Scanu A, Oliviero F, Gruaz L, Galozzi P, Luisetto R, Ramonda R, Burger D, Punzi L
a Rheumatology Unit, Department of Medicine , University of Padova , Italy.
b Division of Immunology and Allergy, Inflammation and Allergy Research Group, Hans Wilsdorf Laboratory, University Hospital and Faculty of Medicine , University of Geneva , Switzerland.
Scand J Rheumatol. 2016 Oct;45(5):384-93. doi: 10.3109/03009742.2015.1124452. Epub 2016 May 20.
Monosodium urate (MSU) crystal deposition in gouty joints promotes the release of inflammatory mediators, in particular interleukin (IL)-1β. The induction of IL-1β production by MSU crystals requires a co-stimulus. The objective of this study was to determine which part of the synovial fluid (SF) provides co-stimulation to MSU crystals to induce IL-1β in macrophages.
The lipidic fraction (LF) and the protein fraction (PF) were isolated from the SF of patients with arthropathies. The PF was subfractionated according to different molecular weight (MW) ranges. THP-1 cells or human primary monocytes were stimulated with MSU crystals in the presence or absence of SF or SF fractions. IL-1β and IL-8 production and IL-1β mRNA expression were assessed by an enzyme-linked immunosorbent assay (ELISA) and quantitative real-time polymerase chain reaction (qPCR).
Exposure of monocytes/macrophages to MSU crystals alone induced the moderate release of IL-8 but not of IL-1β. The production of IL-1β required the presence of both SF from patients with inflammatory arthritis (SFi) and MSU crystals. SF from patients with non-inflammatory arthritis, that is patients with osteoarthritis (OA), did not affect the IL-1β production but slightly enhanced the secretion of IL-8. Both MSU crystals and SFi were required for the induction of the IL-1β transcript, which was not expressed in the presence of either stimulus alone.
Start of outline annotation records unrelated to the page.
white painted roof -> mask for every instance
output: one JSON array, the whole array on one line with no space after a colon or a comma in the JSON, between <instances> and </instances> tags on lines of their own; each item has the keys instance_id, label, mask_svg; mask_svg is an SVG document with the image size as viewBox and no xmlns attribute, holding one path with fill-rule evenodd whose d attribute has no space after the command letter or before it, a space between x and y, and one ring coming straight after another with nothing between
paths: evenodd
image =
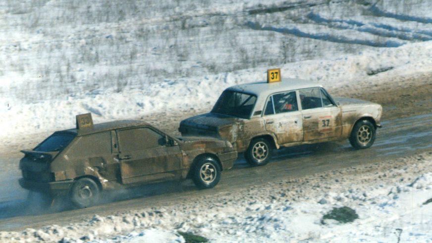
<instances>
[{"instance_id":1,"label":"white painted roof","mask_svg":"<svg viewBox=\"0 0 432 243\"><path fill-rule=\"evenodd\" d=\"M281 82L270 83L268 83L266 81L248 83L231 86L227 89L252 94L259 97L265 96L267 97L269 95L277 92L322 87L318 83L309 80L282 79Z\"/></svg>"}]
</instances>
SFi fractionation demonstrated that the MSU crystal co-stimulus was contained in the PF of SFi with MW > 50 kDa but not in the LF.
This study shows that the SF of inflammatory arthritis patients, including gout patients, contains proteins required for the induction of IL-1β by MSU crystals in macrophages whereas lipids are not involved.
痛风性关节中的尿酸单钠(MSU)晶体沉积促进炎症介质的释放,尤其是白细胞介素(IL)-1β。MSU晶体诱导IL-1β产生需要共刺激。本研究的目的是确定滑液(SF)的哪一部分为MSU晶体提供共刺激以诱导巨噬细胞产生IL-1β。
从关节病患者的滑液中分离脂质部分(LF)和蛋白质部分(PF)。根据不同分子量(MW)范围对PF进行亚分级。在存在或不存在SF或SF组分的情况下,用MSU晶体刺激THP-1细胞或人原代单核细胞。通过酶联免疫吸附测定(ELISA)和定量实时聚合酶链反应(qPCR)评估IL-1β和IL-8的产生以及IL-1β mRNA表达。
单核细胞/巨噬细胞单独暴露于MSU晶体可诱导IL-8适度释放,但不会诱导IL-1β释放。IL-1β的产生需要炎症性关节炎患者的SF(SFi)和MSU晶体同时存在。非炎症性关节炎患者(即骨关节炎(OA)患者)的SF不影响IL-1β的产生,但会轻微增强IL-8的分泌。IL-1β转录本的诱导需要MSU晶体和SFi同时存在,单独存在任何一种刺激时均不表达。SFi分级显示,MSU晶体共刺激包含在MW > 50 kDa的SFi的PF中,而LF中不包含。
本研究表明,包括痛风患者在内的炎症性关节炎患者的滑液含有巨噬细胞中MSU晶体诱导IL-1β产生所需的蛋白质,而脂质不参与其中。